Kiai Haji Dalhar, Watucongol, Magelang
dikenal sebagai salah satu guru para ulama. Kharisma dan ketinggian
ilmunya menjadikan rujukan umat Islam untuk menimba ilmu. Mbah Dalhar ,
begitu panggilan akrabnya adalah sosok yang disegani sekaligus panutan
umat Islam, terutama di Jawa Tengah. Salah satu mursyid tarekat
Syadziliyah ini dikenal juga menelorkan banyak ulama yang mumpuni.
Nasabnya
Mbah Dalhar dilahir kan pada 10 Syawal
1286 H atau 10 Syawal 1798 – Je (12 Januari 1870 M) di Watucongol,
Muntilan, Magelang, Jawa Tengah.
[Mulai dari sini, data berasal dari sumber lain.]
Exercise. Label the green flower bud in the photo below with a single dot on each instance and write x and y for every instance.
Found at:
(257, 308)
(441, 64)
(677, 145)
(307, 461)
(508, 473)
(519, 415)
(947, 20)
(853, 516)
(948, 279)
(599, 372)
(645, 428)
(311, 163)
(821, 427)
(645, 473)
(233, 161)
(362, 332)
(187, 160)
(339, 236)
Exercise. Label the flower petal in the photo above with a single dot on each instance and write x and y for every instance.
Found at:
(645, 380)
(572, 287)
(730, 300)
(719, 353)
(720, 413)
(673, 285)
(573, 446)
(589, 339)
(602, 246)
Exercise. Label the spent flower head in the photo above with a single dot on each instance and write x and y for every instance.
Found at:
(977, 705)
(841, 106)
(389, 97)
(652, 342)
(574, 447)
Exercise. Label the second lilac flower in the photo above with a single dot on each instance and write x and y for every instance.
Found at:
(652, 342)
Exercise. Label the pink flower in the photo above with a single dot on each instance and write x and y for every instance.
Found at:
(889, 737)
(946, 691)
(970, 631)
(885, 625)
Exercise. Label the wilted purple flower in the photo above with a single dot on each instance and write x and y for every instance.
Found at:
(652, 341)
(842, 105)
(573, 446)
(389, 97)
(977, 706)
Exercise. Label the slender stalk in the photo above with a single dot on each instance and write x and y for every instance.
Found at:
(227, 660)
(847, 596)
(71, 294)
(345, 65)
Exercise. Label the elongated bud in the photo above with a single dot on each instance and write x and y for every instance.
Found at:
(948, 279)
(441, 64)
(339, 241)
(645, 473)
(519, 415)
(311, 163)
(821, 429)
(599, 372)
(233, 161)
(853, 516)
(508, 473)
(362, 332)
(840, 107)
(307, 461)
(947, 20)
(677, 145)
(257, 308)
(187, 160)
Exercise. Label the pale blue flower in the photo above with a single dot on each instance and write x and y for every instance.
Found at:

Lahir dalam lingkungan keluarga santri
yang taat. Sang ayah yang bernama Abdurrahman bin Abdurrauf bin Hasan
Tuqo adalah cucu dari Kyai Abdurrauf. Kekeknya mbah Dalhar dikenal
sebagai salah seorang panglima perang Pangeran Diponegoro. Adapun nasab
Kyai Hasan Tuqo sendiri sampai kepada Sunan Amangkurat Mas atau
Amangkurat III. Oleh karenanya sebagai keturunan raja, Kyai Hasan Tuqo
juga mempunyai nama lain dengan sebutan Raden Bagus Kemuning.
Masa Kanak-Kanak
Semasa kanak–kanak, Mbah Dalhar belajar
Al-Qur’an dan beberapa dasar ilmu keagamaan pada ayahnya sendiri. Pada
usia 13 tahun baru mondok di pesantren. Ia dititipkan oleh ayahnya pada
Mbah Kyai Mad Ushul (begitu sebutan masyhurnya) di Dukuh Mbawang,
Ngadirejo, Salaman, Magelang. Di bawah bimbingan Mbah Mad Ushul , ia
belajar ilmu tauhid selama kurang lebih 2 tahun.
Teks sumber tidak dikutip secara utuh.